The Wilson-Durham-Chandler site, 41GU4, is located near the old community of Capote, east of Seguin, in Guadalupe County, Texas. It is one of three archaeological sites that hold the remains of a pottery manufacturing business operated by members of the Wilson family before and following the Civil War. The first of these sites was owned by a slave holder, John McKamie Wilson, and was managed by several of his slaves from ca. 1857 to 1869. After emancipation, those former slaves became some of the earliest African American entrepreneurs in Texas. Hiram Wilson established and ran the H. Wilson and Company pottery business with the aid of James, Wallace, George, and Andrew Wilson from 1869 to 1884. In 1869, James and Wallace Wilson bought into the Wilson-Durham-Chandler pottery manufacturing business and worked as partners with Marion Durham and John Chandler until the operation closed in 1903.

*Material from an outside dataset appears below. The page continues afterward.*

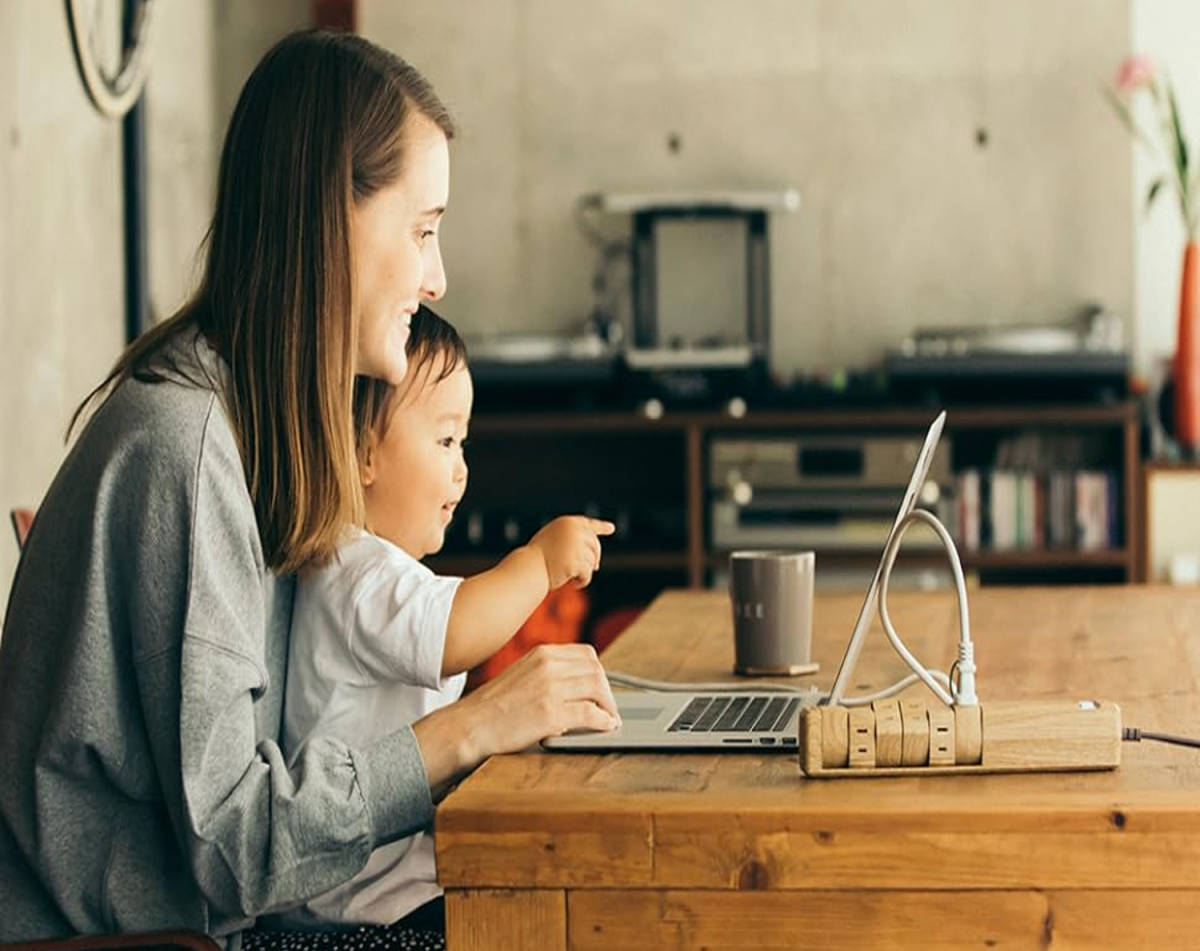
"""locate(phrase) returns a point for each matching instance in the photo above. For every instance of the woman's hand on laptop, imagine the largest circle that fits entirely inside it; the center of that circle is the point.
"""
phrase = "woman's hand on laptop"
(552, 689)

Work conducted by the Center for Archaeological Studies, under contract with the Wilson Pottery Foundation and sponsored by the foundation with a grant from the Texas Historical Commission, was undertaken in 2007-2009 to document and conserve the remains of the Wilson-Durham-Chandler site and to protect the location of important socioeconomic transitions following the Civil War. Today, these material remains along with other significant locations in Seguin, including the other Wilson pottery sites, the Capote community church, cemetery, and schoolhouse, and the Wilson Pottery Museum (currently under construction/rennovation) all function to link members of modern society with important people and events from the past. In this way, this project has sought to fulfill archaeological goals of documentation and conservation, but also to perform a social role for archaeology in providing and protecting material remains of the past so that people today can use them to understand their origins, contemplate this country's history, and shape present-day social identity.
Pictured above: members of the Wilson Pottery Foundation ceremonially throwing the first shovels of dirt onto the beehive kiln to begin the work of conservation.